- Occupation: Disc jockey
- Labels: M Theory
- Website: http://www.jonathanlisle.co.uk/

= Jonathan Lisle =

British DJ

Jonathan Lisle (September 1974 - 23 December 2025) was a British DJ. After being "discovered" by John Digweed in 2001, he became the primary talent-spotter for Digweed and Bedrock Records. He played regularly at Bedrock in London and has toured throughout Europe, North and South America, Asia and Australia. He was voted one of the World's Top 100 DJs by DJ Magazine readers in 2003. He also used to run his own label, M Theory, which was responsible for releases from artists such as Luke Chable. Lisle originally strongly preferred vinyl to digital media before shifting primarily to CDs. His most well known work is his compilation OS 0.2 on Bedrock Records. Lisle mixed OS 0.2 using only the Denon DN-S5000 CD turntables. During most of OS_0.2 there are three tracks playing at the same time - and sometimes 5. His DJing work, including OS_0.2, is known for its intricate layering and phasing.

Lisle gave up DJing in 2007 to focus on his legal career.
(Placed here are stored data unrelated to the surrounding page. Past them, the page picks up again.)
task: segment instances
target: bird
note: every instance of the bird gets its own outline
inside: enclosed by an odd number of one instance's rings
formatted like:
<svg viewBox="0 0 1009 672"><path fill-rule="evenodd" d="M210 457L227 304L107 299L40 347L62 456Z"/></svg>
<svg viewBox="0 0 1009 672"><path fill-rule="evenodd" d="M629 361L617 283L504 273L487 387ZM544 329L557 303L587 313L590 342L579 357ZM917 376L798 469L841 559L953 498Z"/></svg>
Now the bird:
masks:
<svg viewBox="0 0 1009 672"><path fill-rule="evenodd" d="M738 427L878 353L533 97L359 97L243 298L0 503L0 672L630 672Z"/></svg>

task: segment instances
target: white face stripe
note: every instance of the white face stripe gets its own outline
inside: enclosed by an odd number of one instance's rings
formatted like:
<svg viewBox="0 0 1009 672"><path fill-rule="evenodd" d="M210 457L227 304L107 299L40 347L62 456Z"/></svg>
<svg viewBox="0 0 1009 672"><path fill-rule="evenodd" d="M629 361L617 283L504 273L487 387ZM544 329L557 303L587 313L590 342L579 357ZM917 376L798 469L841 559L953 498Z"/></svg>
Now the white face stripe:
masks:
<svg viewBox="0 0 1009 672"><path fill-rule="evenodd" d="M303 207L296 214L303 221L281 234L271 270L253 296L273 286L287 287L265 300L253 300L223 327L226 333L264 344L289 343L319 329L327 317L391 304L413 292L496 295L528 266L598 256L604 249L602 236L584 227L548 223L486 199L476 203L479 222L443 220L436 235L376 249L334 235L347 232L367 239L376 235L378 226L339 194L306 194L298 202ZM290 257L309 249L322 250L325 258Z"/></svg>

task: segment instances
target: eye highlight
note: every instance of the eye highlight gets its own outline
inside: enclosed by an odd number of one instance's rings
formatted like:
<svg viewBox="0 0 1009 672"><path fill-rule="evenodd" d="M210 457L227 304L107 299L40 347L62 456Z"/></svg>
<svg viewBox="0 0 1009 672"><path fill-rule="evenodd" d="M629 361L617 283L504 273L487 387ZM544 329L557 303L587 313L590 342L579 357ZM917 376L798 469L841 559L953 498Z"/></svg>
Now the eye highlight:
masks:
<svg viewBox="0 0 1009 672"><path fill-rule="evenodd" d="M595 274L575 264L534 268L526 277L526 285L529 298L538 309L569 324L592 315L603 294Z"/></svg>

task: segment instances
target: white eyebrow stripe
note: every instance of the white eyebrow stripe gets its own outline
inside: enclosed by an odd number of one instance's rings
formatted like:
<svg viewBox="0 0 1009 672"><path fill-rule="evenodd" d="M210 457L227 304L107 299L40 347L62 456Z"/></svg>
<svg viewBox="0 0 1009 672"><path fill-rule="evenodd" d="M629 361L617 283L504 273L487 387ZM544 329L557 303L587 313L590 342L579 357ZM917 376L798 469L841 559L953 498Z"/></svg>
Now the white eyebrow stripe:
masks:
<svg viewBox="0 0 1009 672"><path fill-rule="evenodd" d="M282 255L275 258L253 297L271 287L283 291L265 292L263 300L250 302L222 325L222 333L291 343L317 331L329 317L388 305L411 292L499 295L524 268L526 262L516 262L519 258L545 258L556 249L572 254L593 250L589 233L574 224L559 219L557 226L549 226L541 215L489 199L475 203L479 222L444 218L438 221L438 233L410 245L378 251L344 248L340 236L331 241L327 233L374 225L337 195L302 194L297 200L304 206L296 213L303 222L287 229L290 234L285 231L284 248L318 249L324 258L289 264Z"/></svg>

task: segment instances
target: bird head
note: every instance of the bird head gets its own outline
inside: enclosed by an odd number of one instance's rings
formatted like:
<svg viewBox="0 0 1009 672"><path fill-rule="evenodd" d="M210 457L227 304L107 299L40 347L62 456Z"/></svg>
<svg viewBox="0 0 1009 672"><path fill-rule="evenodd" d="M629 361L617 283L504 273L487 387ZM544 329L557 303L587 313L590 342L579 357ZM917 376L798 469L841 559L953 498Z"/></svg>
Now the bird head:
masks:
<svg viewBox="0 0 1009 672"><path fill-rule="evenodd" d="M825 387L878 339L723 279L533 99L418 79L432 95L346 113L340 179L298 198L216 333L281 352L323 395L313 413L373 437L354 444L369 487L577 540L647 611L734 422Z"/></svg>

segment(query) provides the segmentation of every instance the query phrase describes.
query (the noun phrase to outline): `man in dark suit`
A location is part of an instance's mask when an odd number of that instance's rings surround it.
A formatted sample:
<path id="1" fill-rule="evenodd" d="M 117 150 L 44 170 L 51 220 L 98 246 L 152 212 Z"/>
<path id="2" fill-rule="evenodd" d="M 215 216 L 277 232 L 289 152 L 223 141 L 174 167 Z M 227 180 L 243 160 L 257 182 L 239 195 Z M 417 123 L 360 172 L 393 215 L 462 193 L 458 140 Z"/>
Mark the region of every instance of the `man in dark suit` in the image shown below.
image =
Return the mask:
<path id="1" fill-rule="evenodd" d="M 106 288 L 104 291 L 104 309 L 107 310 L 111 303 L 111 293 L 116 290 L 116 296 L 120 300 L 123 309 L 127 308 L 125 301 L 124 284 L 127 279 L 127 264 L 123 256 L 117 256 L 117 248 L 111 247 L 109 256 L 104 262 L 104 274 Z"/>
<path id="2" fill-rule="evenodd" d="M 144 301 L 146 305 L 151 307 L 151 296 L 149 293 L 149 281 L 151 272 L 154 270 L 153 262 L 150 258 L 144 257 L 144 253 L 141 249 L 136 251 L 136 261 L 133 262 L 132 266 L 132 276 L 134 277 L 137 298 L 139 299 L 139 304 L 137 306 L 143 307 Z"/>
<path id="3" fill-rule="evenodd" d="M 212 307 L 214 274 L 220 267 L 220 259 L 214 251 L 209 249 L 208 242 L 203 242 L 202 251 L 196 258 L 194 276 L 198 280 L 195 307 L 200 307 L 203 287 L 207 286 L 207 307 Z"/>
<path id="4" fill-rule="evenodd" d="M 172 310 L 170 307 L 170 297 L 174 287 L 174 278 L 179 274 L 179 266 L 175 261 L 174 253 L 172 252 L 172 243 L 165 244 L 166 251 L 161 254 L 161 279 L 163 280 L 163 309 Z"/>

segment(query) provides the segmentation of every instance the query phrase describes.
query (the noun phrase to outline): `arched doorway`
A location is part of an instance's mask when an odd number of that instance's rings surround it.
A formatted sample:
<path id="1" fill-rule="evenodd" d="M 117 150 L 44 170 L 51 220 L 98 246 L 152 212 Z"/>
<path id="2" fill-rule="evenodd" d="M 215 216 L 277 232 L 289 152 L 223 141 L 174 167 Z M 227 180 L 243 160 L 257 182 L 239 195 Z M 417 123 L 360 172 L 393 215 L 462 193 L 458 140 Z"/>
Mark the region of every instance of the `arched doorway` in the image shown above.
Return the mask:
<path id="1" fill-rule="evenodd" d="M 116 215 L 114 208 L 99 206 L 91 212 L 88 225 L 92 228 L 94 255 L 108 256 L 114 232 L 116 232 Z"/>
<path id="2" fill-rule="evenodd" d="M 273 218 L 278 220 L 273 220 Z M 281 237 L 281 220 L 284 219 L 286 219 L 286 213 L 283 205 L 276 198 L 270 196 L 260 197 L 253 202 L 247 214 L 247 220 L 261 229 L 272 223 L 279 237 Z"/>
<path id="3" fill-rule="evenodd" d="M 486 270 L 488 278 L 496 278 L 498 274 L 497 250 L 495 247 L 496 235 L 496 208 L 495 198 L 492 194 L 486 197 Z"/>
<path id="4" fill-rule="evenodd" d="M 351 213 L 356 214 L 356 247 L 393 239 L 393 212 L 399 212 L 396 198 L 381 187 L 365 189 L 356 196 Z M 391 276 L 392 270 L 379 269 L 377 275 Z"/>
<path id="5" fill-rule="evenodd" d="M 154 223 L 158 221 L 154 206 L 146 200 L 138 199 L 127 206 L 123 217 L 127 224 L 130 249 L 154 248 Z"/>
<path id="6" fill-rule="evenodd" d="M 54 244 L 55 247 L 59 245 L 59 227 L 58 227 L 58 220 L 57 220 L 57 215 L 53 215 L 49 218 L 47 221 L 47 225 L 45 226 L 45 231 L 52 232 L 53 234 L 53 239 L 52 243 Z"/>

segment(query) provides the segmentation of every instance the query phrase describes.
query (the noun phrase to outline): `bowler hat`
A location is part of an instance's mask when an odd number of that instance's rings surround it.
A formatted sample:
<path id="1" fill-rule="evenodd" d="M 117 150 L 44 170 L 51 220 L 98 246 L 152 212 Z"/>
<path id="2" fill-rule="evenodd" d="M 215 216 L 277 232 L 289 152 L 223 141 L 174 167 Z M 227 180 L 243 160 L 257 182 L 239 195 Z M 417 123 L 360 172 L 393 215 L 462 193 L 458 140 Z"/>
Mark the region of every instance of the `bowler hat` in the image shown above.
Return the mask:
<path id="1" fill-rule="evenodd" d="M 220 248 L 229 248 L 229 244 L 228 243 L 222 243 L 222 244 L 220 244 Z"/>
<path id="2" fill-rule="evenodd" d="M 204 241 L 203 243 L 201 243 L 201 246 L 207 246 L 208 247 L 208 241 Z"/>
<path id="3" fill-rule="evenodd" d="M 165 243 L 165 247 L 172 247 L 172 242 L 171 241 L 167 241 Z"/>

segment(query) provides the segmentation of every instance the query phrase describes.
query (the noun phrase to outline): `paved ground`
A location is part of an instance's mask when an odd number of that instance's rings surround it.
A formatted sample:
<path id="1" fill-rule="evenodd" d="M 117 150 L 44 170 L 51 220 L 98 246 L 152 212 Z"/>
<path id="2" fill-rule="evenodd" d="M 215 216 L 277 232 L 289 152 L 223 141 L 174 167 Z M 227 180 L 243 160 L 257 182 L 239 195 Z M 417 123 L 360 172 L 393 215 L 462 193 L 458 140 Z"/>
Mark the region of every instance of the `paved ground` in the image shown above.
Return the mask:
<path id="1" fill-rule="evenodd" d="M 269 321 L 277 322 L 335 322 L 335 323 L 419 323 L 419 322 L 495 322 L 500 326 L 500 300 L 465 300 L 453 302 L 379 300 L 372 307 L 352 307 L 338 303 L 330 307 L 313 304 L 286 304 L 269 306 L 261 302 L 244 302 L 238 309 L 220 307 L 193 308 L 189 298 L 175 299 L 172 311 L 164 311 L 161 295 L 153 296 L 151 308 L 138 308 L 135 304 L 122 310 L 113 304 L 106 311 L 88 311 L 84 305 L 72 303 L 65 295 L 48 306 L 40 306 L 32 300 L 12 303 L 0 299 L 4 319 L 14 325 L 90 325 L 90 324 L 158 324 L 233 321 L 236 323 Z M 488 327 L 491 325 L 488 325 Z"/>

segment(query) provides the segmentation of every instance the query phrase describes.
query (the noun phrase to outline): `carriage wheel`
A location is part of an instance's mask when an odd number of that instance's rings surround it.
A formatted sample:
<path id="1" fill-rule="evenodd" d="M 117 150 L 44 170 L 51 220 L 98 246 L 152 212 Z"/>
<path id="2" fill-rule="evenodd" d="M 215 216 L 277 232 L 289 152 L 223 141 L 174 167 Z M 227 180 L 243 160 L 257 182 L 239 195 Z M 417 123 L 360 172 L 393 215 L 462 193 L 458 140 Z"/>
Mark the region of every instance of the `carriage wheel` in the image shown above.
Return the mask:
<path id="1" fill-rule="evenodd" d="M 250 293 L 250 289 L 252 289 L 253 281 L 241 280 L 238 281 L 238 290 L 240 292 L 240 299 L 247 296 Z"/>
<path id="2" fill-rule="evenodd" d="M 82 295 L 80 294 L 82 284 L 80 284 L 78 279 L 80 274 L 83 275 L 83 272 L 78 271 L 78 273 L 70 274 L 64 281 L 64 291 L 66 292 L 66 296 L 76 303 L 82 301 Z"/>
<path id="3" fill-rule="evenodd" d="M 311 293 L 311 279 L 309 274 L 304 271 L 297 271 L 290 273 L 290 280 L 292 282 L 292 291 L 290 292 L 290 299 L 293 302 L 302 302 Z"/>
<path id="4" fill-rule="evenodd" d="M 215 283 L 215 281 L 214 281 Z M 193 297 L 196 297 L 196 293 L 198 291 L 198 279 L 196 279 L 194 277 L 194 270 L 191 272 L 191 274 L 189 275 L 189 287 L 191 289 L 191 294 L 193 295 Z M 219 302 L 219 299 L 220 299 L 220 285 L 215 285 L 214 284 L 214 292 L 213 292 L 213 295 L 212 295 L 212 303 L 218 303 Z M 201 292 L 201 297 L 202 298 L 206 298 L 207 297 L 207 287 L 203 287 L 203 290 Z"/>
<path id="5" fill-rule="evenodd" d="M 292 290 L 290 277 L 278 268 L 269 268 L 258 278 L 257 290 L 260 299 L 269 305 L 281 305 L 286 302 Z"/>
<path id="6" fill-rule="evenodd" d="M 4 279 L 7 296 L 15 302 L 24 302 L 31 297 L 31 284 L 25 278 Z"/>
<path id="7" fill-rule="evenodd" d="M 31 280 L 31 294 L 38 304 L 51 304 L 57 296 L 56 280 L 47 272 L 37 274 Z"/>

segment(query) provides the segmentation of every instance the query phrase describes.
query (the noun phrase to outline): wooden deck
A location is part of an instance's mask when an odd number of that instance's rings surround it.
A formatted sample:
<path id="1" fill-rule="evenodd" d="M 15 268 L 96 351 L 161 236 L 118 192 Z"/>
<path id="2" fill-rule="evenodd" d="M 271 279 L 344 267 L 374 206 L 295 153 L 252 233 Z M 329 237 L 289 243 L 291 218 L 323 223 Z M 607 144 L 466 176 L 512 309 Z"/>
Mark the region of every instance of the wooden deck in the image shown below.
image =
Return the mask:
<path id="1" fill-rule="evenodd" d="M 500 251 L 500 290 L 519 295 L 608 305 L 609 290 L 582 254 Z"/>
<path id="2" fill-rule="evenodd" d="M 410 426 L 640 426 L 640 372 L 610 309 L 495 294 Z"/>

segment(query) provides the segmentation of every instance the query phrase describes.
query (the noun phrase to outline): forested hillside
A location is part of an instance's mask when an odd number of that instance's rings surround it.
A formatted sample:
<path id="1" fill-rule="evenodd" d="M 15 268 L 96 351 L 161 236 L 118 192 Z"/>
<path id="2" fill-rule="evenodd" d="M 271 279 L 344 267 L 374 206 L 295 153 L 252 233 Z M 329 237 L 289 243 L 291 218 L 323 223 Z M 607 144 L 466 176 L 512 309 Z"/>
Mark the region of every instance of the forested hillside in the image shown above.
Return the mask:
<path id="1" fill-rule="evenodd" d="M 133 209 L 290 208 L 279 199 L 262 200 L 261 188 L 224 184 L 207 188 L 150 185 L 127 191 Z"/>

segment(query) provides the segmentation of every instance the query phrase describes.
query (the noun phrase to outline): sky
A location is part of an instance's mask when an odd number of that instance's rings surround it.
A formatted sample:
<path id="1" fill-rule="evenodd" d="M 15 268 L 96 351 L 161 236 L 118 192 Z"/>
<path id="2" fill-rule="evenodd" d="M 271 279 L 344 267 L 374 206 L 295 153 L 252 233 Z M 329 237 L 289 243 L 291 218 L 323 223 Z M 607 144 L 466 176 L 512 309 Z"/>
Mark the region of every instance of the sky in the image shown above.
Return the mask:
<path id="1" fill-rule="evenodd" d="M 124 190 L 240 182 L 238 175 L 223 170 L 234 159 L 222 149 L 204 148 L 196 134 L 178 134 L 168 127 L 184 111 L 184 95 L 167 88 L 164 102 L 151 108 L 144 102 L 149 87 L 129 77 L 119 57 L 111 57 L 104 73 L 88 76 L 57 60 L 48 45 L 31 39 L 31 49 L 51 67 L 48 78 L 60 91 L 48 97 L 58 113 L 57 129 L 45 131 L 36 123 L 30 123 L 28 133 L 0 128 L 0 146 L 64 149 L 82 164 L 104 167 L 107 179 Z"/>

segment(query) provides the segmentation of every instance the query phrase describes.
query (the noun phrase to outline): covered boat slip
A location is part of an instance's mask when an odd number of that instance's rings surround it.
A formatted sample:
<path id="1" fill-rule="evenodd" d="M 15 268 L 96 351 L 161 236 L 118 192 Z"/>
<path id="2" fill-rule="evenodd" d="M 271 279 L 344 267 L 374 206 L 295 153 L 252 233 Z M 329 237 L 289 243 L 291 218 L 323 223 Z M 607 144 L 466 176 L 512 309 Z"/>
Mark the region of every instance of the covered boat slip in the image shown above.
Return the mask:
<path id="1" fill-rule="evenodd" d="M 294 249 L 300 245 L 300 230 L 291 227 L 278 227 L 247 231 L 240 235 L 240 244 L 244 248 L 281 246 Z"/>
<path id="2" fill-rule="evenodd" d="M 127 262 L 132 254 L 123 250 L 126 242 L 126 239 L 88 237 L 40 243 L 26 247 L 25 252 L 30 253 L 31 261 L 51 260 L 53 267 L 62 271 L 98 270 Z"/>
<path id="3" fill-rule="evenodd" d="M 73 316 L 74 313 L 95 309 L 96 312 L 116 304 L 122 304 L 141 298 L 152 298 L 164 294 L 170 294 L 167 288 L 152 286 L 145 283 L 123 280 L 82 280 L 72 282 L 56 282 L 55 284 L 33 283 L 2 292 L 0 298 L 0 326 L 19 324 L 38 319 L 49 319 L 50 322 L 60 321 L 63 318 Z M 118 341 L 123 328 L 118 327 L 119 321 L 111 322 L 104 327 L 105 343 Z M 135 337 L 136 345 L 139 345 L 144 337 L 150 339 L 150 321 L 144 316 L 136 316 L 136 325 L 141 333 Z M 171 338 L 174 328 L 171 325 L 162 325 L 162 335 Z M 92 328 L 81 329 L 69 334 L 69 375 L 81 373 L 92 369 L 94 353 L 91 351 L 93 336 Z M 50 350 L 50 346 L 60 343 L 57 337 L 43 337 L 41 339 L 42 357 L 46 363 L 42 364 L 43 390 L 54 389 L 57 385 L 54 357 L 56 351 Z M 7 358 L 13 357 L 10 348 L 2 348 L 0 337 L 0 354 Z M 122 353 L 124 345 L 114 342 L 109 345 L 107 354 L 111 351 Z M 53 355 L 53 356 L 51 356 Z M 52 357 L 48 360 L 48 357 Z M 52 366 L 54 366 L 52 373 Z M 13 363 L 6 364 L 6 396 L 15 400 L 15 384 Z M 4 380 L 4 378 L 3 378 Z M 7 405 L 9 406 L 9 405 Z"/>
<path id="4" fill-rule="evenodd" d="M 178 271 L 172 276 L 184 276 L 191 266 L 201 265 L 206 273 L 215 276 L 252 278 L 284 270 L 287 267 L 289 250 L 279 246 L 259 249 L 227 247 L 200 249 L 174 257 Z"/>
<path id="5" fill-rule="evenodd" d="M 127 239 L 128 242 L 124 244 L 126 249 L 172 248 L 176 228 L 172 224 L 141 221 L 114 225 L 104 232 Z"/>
He was a corporate partner in the London office of international law firm DLA Piper and became Consultant to the CEO Gerald Metals. He continued to produce music in his spare time and released two EPs on Tokyo label Park Music Limited.

He graduated from Trinity College, Cambridge in 1996 with a First Class degree in law.

Lisle died of heart failure on 23 December 2025 at the age of 51.